OBJECTIVE: The objective of this study was to estimate the additional costs and health benefits of adding a TNF inhibitor (TNFi) (adalimumab, certolizumab, etanercept, golimumab, infliximab) to a synthetic DMARD (sDMARD), e.g. MTX, in patients with RA. METHODS: We developed the Norwegian RA model as a Markov model simulating 10 years of treatment with either TNFi plus sDMARDs (TNFi strategy) or sDMARDs alone (synthetic strategy). Patients in both strategies started in one of seven health states, based on the Short Form-6 Dimensions (SF-6D). The patients could move to better or worse health states according to transition probabilities. In the TNFi strategy, patients could stay on TNFi (including switch of TNFi), or switch to non-TNFi-biologics (abatacept, rituximab, tocilizumab), sDMARDs or no DMARD. In the synthetic strategy, patients remained on sDMARDs. Data from two observational studies were used for the assessment of resource use and utilities in the health states. Health benefits were evaluated using the EuroQol-5 Dimensions (EQ-5D) and SF-6D. RESULTS: The Norwegian RA model predicted that 10-year discounted health care costs totalled €124,942 (€475,266 including production losses) for the TNFi strategy and €65,584 (€436,517) for the synthetic strategy. The cost per additionally gained quality-adjusted life-year of adding a TNFi was €92,557 (€60,227 including production losses) using SF-6D and €61,285 (€39,841) using EQ-5D. Including health care costs only, the probability that TNFi treatment was cost-effective was 90% when using EQ-5D, assuming a Norwegian willingness-to-pay level of €67,300. CONCLUSION: TNFi treatment for RA is cost-effective when accounting for production losses. Excluding production losses, TNFi treatment is cost-effective using EQ-5D, but not SF-6D.

Two-year direct and indirect costs for patients with inflammatory rheumatic joint diseases: data from real-life follow-up of patients in the NOR-DMARD registry.

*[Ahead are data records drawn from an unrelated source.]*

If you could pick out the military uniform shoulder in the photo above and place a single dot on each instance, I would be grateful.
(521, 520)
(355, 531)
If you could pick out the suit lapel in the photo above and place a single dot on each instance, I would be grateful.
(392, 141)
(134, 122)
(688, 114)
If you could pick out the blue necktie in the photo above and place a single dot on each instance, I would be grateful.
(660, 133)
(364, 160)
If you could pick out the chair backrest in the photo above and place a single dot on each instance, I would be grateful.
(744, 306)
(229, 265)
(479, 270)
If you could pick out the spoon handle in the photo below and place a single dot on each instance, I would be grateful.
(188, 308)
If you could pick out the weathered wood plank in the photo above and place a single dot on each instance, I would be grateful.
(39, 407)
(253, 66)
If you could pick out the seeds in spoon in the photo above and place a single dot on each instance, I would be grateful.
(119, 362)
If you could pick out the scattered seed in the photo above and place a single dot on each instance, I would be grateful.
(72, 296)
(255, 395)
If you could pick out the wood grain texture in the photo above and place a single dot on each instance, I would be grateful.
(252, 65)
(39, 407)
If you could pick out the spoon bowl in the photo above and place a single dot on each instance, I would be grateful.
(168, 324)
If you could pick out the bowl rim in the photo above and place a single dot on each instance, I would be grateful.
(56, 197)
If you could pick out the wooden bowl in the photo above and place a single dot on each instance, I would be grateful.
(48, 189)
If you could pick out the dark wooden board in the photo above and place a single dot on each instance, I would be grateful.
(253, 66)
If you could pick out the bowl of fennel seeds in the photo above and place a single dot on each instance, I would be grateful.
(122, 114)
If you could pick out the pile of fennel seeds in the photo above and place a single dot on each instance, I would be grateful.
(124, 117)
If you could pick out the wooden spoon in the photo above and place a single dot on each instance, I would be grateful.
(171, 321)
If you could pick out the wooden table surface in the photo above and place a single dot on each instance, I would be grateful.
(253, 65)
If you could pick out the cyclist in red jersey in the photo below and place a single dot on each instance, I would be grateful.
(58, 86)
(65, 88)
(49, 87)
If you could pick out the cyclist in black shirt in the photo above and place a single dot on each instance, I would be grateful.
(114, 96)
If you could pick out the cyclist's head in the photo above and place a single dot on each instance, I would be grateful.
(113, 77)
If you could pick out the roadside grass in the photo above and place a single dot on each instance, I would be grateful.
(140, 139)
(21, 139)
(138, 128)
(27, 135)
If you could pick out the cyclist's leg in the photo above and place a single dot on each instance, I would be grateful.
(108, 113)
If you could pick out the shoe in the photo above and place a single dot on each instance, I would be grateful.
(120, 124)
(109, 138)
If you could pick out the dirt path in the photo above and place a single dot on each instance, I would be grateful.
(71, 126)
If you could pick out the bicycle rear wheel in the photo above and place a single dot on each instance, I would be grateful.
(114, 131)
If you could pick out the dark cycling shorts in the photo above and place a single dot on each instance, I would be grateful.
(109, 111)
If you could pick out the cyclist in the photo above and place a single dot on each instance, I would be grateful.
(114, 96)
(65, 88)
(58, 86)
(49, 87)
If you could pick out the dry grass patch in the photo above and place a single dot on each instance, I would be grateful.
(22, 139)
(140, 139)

OBJECTIVE: The overall aim of this study was to estimate the total costs for patients with RA, AS and psoriatic arthritis (PsA) treated with DMARDs. Specific aims were to compare the costs across diagnoses and over time. METHODS: The main data source was the Norwegian DMARD register (NOR-DMARD) that captures outcomes and resource use among patients starting therapy with synthetic and biologic DMARDs. Costs were estimated for four 6-month periods from the start of a DMARD regimen. We included RA (n=1152), AS (n=186) and PsA (n=374) patients with available 2-year data. Direct costs included pharmaceuticals, imaging examinations, in-hospital and out-hospital care, stays in rehabilitation units and visits to general practitioners, private rheumatologists and physiotherapists. Indirect cost included patients' work absenteeism. Differences in costs across diagnoses were tested by Kruskal-Wallis equality-of-populations rank test and changes in costs between first and fourth 6-month periods were tested by paired t-tests. RESULTS: Total 2-year costs were similar across diagnoses for patients on synthetic treatment (RA/AS/PsA €64,300/63,200/64,500) and on biologic treatment (€121,900/115,319/111,200). The largest cost component was productivity loss. Total costs decreased significantly from the first to the fourth 6-month periods for all diagnoses, and this decrease was influenced by reductions both in direct and indirect costs. CONCLUSION: Total costs were similar across the main inflammatory rheumatic diseases. Biologic DMARD treatment entails considerable drug cost, but the total costs decline during the first 2 years on treatment in both RA, AS and PsA.